Conclusion du chapitre
L'idée maîtresse qui l'anime et qui fonde la
théologie de Bernard Häring est que l'homme évolue, change
avec le temps. Et puisque la loi est au service de l'homme, celle-ci doit
obéir au même principe. Par conséquent la théologie
doit être incertaine, flexible et renouvelable selon les époques,
les cultures, les besoins et les situations. En effet, selon Häring, le
monde actuel vit une situation nouvelle. Nous avons acquis, une nouvelle
conscience, de nouveaux schèmes de pensée, un vocabulaire nouveau
et nous vivons dans un contexte historique nouveau. A cette mentalité
totalement neuve correspond un nouveau type de personne. L'esprit humain a une
physionomie nouvelle, et ce changement se poursuivra, que nous le voulions ou
non.
Häring préconise donc un personnalisme qui se
veut existentialiste, car la morale doit cesser d'être une pure
abstraction, un système exsangue d'impératifs, amas de lois et de
préceptes pour devenir une affaire d'amour en échange de l'amour,
une réponse à l'appel individuel du Dieu vivant, entendu que
cette réponse s'étend à la vie toute entière . La
morale doit se rapporter au bien de la personne vivant dans une
communauté et engagée dans des relations humaines. Seul
l'existentialisme lui permet de répondre à ce besoin
d'actualisation et de personnalisation de la norme morale.

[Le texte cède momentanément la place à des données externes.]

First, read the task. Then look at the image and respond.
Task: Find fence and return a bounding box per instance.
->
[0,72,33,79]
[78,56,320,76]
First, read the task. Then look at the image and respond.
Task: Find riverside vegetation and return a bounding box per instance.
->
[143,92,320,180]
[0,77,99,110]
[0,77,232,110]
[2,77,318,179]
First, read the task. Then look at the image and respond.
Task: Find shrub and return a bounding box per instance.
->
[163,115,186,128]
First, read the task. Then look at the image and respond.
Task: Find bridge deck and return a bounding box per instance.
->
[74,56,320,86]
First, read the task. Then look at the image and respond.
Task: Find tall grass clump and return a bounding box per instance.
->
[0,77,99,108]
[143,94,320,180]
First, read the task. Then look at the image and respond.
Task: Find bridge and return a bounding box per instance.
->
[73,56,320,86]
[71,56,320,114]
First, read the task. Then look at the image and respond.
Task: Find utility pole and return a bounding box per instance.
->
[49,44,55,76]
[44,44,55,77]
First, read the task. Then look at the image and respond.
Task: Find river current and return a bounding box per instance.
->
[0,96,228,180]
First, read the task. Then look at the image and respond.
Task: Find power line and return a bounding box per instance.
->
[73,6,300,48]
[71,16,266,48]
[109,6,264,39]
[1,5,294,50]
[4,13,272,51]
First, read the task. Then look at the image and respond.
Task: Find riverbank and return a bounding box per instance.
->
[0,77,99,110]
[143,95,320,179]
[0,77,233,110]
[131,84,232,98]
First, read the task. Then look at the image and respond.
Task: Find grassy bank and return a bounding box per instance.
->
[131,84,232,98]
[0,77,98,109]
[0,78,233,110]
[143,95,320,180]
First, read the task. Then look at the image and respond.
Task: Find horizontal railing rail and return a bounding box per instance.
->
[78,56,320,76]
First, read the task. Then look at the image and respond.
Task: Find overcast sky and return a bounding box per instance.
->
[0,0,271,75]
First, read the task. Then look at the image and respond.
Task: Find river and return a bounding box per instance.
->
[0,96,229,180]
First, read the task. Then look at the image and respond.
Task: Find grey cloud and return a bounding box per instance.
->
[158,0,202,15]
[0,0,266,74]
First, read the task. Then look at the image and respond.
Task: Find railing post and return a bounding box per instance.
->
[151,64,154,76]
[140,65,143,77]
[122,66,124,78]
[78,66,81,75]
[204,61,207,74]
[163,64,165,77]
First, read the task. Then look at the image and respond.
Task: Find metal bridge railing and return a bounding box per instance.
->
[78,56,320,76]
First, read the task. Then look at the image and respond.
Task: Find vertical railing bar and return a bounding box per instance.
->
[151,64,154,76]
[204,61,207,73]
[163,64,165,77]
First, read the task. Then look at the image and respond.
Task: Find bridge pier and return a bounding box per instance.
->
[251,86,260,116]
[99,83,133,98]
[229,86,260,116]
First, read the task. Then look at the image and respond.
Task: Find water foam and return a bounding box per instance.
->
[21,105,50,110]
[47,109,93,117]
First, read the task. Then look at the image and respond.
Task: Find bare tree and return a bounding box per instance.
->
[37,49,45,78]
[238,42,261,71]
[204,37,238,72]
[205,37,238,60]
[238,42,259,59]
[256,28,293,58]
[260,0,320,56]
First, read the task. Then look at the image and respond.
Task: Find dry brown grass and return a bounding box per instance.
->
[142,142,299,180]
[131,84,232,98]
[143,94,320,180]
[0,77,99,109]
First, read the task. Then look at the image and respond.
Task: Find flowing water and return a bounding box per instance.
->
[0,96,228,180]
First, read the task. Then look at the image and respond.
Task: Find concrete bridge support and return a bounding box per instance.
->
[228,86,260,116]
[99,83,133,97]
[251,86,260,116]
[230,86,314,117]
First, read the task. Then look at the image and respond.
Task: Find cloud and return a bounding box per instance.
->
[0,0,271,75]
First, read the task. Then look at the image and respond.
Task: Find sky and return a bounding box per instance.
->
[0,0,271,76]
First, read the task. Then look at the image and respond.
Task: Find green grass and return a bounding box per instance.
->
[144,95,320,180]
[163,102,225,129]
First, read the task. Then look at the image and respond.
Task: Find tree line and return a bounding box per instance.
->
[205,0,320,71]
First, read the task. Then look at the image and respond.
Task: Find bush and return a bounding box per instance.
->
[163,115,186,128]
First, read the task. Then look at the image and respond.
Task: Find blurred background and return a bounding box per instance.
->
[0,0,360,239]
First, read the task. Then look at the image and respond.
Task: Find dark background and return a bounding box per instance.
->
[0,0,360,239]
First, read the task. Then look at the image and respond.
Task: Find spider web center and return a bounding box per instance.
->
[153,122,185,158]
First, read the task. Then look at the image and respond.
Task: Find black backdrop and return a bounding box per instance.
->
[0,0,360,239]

Et pour sortir la morale de cette perspective statique et
embrasser la perspective dynamique qu'il propose, Häring, reprenant saint
Alphonse de Liguori, propose d'appliquer la loi de l'épikie
(équité) non seulement aux lois humaines positives, mais aussi
aux formulations de la loi naturelle.
Il va ainsi, dans son système éthique, accorder
une place prépondérante à la conscience. Selon lui, c'est
la reconnaissance du primat de la conscience créative du sujet, qui
détermine un chemin de croissance. C'est la conscience qui, en fin des
comptes, décide de l'attitude à adopter selon les
capacités de chacun. Ensuite, selon nos capacités et les
circonstances particulières, nous adaptons nos pensées à
ce que Dieu a préparé pour nous, et nous agissons, nous
avançons suivant cette ligne.
Au-delà de cette problématique, de la
moralité des actes, une question surgit : peut-on parler
aujourd'hui des actes intrinsèquement mauvais ? Si oui,
comment ?
CHAPITRE
QUATRIEME :
LA MORALITE DES ACTES
INTRINSEQUES : ACTUALITE DE LA QUESTION ET ESSAI DE CONTEXTUALISATION
IV. 0. Introduction
Sous l'effet de multiples facteurs : sécularisation,
subjectivation, évolution rapide des moeurs, etc., la morale catholique
se trouve aujourd'hui mise en question dans ses fondements. Au centre des
débats se situe, entre autres, la question des actes
intrinsèquement mauvais, c'est-à-dire des actes mauvais en soi et
qu'on ne peut jamais poser quels que soient le temps, le lieu, les cultures et
les circonstances. Selon cette théorie, de tels actes constitueraient un
désordre objectivement indigne de la personne humaine parce
qu'opposés au vrai bien de l'homme. On se demande alors, existe-t-il des
actes intrinsèquement mauvais aujourd'hui? Dans certaines circonstances
particulières, les lois morales ne peuvent-elles pas souffrir
d'exception pour laisser à la conscience personnelle la liberté
de juger ? Une loi morale peut-elle jouir d'une objectivité telle
qu'elle s'impose absolument malgré les circonstances subjectives ? il
sera question pour nous d'établir, dans ce troisième chapitre,
un équilibre fructueux - au traitement des actes intrinsèquement
mauvais - entre subjectivité et objectivité, particularité
et universalité, relativité et absolu, liberté et loi,
théonomie et autonomie, foi et raison, grâce et mal,
immutabilité et mutabilité, écriture et éthique.
Les corrélations ainsi établies nous permettrons de contribuer au
débat sur notre sujet d'étude.
Ce faisant nous allons nous allons replacer la question des
actes intrinsèquement mauvais dans le contexte général de
la théologie morale et l'examiner sur base de la situation actuelle
comme l'un des éléments qui caractérise la perte du sens
du péché typique de notre société contemporaine.